Hikmah[sunting | sunting sumber]

Hikmah salat adalah dapat mencegah perbuatan keji dan kemungkaran, tentu saja dari salat tasbih yang dilakukan dengan hati yang ikhlas diharapkan akan dapat pula seseorang yang melakukannya dicegah atau terjaga dari perbuatan-perbuatan yang keji lagi mungkar.

Cara pengerjaan[sunting | sunting sumber]

Niat salat ini, sebagaimana juga salat-salat yang lain cukup diucapkan di dalam hati dan tidak perlu dilafalkan, tidak terdapat riwayat yang menyatakan keharusan untuk melafalkan niat akan tetapi yang terpenting adalah dengan niat hanya mengharapkan Ridha Allah Ta'ala semata dengan hati yang ikhlas dan khusyu.

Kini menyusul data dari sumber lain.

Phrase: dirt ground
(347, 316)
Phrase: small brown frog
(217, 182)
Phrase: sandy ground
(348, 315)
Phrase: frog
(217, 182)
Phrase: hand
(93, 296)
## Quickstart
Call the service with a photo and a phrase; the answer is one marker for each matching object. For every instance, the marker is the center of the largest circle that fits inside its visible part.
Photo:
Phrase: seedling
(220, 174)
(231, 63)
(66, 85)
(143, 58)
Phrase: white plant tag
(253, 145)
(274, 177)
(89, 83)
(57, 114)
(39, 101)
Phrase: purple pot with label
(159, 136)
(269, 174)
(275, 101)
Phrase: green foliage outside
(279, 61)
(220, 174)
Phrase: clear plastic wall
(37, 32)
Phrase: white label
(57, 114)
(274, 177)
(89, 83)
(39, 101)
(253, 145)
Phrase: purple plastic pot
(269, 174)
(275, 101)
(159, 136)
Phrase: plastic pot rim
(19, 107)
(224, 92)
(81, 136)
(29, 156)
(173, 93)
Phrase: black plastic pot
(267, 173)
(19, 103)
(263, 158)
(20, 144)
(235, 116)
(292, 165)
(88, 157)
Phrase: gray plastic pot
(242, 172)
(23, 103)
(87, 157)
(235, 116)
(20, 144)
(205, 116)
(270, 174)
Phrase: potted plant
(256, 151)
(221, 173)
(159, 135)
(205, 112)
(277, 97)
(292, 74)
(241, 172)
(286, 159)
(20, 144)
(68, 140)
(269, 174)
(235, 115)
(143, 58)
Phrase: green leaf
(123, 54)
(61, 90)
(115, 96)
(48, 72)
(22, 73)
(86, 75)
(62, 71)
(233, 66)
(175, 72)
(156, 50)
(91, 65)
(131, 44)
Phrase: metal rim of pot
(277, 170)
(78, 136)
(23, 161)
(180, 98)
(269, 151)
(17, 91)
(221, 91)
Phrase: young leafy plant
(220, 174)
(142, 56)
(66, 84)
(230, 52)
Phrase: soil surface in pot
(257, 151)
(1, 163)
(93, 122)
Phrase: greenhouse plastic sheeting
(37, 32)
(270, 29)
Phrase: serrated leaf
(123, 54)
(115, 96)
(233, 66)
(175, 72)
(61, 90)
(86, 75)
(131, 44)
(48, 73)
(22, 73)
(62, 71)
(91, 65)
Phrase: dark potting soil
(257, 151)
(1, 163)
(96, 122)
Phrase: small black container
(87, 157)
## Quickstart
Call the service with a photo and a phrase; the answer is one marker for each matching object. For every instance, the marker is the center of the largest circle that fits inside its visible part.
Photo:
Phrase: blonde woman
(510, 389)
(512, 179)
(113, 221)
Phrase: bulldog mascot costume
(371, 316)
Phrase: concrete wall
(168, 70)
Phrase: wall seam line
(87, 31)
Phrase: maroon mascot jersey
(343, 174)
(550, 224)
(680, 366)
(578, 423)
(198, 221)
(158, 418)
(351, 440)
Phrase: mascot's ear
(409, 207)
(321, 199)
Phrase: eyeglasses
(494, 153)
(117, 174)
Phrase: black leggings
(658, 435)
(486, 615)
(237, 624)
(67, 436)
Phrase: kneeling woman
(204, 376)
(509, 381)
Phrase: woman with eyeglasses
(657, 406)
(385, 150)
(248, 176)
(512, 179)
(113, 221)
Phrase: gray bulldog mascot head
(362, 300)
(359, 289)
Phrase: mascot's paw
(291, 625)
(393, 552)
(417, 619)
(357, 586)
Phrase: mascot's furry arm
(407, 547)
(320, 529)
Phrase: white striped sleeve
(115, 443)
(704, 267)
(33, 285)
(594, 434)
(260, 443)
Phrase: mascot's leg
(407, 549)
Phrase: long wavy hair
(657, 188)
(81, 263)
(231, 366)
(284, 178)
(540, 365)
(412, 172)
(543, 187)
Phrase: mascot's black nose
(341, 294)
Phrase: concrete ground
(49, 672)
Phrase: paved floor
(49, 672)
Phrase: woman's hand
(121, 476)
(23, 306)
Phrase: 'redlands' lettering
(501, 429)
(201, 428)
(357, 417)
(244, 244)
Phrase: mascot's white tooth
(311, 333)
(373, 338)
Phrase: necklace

Salat tasbih dilakukan 4 raka'at (jika dikerjakan siang maka 4 raka'at dengan sekali salam, jika malam 4 raka'at dengan dua salam) sebagaimana salat biasa dengan tambahan bacaan tasbih pada saat-saat berikut:

No. Waktu Jumlah tasbih
1 Setelah pembacaan Surat Al-Fatihah dan surat pendek saat berdiri 15 kali
2 Setelah tasbih ruku' 10 kali
3 Setelah I'tidal 10 kali
4 Setelah tasbih sujud pertama 10 kali
5 Setelah duduk di antara dua sujud 10 kali
6 Setelah tasbih sujud kedua 10 kali
7 Setelah duduk istirahat sebelum berdiri 10 kali
Jumlah total satu raka'at 75
Jumlah total empat raka'at 4 × 75 = 300 kali

Bacaan Tasbih[sunting | sunting sumber]

SUBHANALLAH WALHAMDULILLAH WALA ILAHA ILLALLAHU ALLAHU AKBAR

Artinya: "Maha Suci Allah dan segala puji bagi Allah tiada Tuhan selain Allah, Allah maha besar."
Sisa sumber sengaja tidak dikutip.